Page MenuHomePhabricator

Decision request - Choose a subdomain for new cloud-private subnets
Closed, ResolvedPublic

Description

Problem

As part of the latest project on network isolation, there are new per-rack VLANs subnets allocated called cloud-private. See https://phabricator.wikimedia.org/T324992#8671971.

The data is copied here for reference:

"supernet": 172.20.0.0/16

Vlan NameVlan IDSubnet
cloud-private-c8-eqiad1151172.20.1.0/24
cloud-private-d5-eqiad1152172.20.2.0/24
cloud-private-e4-eqiad1153172.20.3.0/24
cloud-private-f4-eqiad1154172.20.4.0/24
cloud-private-b1-codfw2151172.20.5.0/24

These new IP addresses will be allocated and assigned per physical hardware host, in parallel to the traditional 10.x.y.z addresses that we know and love for ssh/puppet/management, etc.
The 10.x.y.z addresses use the <datacenter>.wmnet naming, but since these new addresses are considered natively cloud realm (even though not virtual), we won't be using wmnet.

This decision request is to decide on the subdomain to use for them.

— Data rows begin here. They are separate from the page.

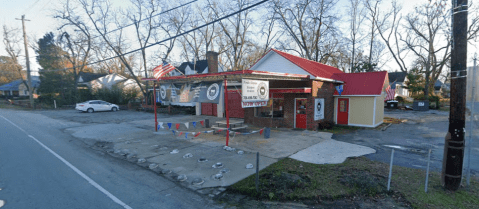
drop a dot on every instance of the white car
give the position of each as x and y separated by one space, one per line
96 105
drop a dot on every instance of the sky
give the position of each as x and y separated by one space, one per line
39 12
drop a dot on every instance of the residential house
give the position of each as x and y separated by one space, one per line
18 88
400 78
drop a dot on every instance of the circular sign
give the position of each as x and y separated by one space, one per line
262 91
163 92
213 91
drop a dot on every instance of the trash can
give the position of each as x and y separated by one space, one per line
392 104
420 105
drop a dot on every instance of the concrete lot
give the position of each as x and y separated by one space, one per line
130 135
413 139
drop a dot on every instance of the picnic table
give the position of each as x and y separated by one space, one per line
234 125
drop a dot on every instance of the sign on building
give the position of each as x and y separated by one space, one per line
255 93
318 108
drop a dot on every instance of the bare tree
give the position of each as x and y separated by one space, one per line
12 39
309 24
78 44
234 31
100 16
387 26
373 11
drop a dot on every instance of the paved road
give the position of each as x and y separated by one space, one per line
42 167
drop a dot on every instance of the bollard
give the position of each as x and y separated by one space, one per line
390 170
267 132
427 170
257 171
207 123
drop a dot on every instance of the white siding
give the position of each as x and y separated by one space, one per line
274 62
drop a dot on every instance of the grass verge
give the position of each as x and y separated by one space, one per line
291 180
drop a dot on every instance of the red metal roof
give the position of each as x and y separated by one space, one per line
370 83
314 68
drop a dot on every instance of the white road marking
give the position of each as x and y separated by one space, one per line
93 183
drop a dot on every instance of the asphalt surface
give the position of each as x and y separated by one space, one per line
43 167
412 140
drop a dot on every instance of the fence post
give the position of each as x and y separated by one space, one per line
427 170
390 170
257 171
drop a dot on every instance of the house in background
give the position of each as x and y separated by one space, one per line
84 78
400 78
18 88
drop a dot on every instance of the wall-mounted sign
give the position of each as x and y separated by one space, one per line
255 93
318 108
253 104
209 92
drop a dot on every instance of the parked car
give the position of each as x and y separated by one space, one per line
96 105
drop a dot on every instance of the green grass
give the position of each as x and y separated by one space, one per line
355 177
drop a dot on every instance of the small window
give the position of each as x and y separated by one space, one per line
275 108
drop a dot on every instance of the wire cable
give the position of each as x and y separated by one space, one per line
164 40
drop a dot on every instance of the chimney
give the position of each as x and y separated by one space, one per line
212 59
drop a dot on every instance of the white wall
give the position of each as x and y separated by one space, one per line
274 62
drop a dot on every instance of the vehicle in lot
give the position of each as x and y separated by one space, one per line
96 105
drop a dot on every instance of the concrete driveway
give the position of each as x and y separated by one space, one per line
413 139
130 135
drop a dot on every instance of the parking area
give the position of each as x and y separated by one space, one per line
412 139
199 162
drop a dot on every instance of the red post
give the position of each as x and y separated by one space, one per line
154 106
227 115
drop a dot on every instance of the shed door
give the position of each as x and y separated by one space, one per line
209 109
343 110
300 113
234 105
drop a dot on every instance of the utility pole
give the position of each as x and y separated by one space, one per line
27 59
471 122
454 142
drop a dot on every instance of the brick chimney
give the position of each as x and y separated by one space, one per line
212 59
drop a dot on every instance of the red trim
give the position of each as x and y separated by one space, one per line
238 72
302 90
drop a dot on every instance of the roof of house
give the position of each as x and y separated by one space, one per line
397 76
314 68
370 83
87 77
13 86
438 85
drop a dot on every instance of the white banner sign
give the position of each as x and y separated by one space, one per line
318 108
254 92
253 104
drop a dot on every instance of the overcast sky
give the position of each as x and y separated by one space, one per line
39 13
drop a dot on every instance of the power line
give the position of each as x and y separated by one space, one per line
172 37
146 18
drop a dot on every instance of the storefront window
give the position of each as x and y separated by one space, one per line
274 108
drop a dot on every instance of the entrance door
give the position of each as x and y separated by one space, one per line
300 113
343 110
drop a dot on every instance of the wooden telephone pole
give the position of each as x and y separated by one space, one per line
27 59
454 143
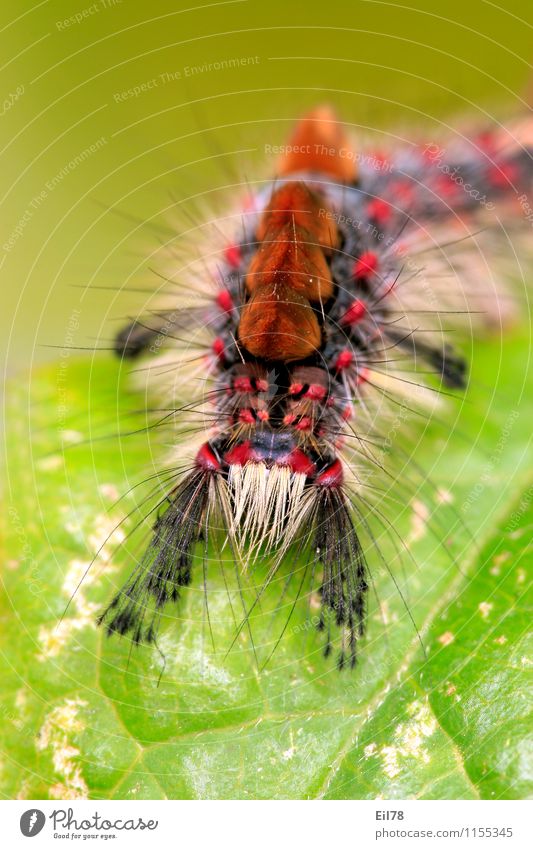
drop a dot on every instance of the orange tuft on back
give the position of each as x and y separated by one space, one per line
318 143
278 323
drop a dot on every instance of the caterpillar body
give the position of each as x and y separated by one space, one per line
308 320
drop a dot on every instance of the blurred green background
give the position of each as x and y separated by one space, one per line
75 141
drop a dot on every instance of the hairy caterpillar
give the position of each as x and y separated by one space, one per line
308 322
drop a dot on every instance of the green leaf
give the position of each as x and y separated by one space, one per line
81 717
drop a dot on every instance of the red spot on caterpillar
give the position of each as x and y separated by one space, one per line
379 210
344 360
332 476
206 459
316 392
355 312
218 348
242 384
295 388
246 417
365 265
233 256
225 301
318 143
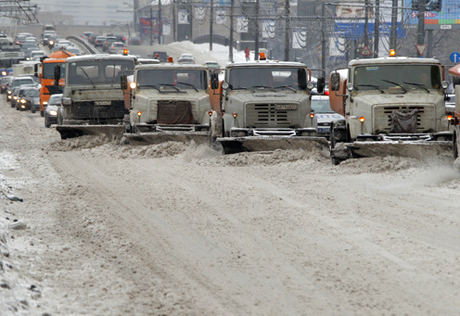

Our current ""policy"" for domain names is at https://wikitech.wikimedia.org/wiki/Portal:Cloud_VPS/Admin/DNS, which should be updated with the results of this decision.
As of today, the policy suggests that the domain we should use is wikimedia.cloud, because it replaced eqiad.wmflabs which was the cloud counterpart to eqiad.wmnet.

Constraints and risks

  • Make sure whatever domain we use makes it clear that they are HW servers and not virtual machines.
  • This wont be really exposed to end-users/customers, so we have a bit more freedom to pick one option and have second thoughts a couple of years later.
  • We already have some precedents in enwiki.analytics.db.svc.wikimedia.cloud FQDNs. They use the svc subdomain. Such subdomain is not very fitted for this case since these aren't service IP addresses.
  • The chosen subdomain must be hosted by wikiland DNS servers to avoid chicken-egg problems (the domain being unavailable because the cloud being down, but the config of some core cloud service relying on the FQDNs for startup)

Decision record

https://wikitech.wikimedia.org/wiki/Wikimedia_Cloud_Services_team/EnhancementProposals/Decision_record_T332191_subdomain_for_new_cloud_private_subnets

Options

Option 1

Use <dc>.wikimedia.cloud.

Examples:

  • cloudcontrol1003.eqiad.wikimedia.cloud
  • cloudlb2001-dev.codfw.wikimedia.cloud

Pros:

  • simple and straight forward 'mirror' of the <dc>.wmnet scheme.

Cons:

  • in some cases may be too similar to VM FQDNs, like whatever.project.eqiad1.wikimedia.cloud.

Option 2

Use <dc>.hw.wikimedia.cloud.

Examples:

  • cloudcontrol1003.eqiad.hw.wikimedia.cloud
  • cloudlb2001-dev.codfw.hw.wikimedia.cloud

Pros:

  • Explicit hw keyword (meaning: hardware), should help clearly identify this is an IP in hardware and not on a virtual machine.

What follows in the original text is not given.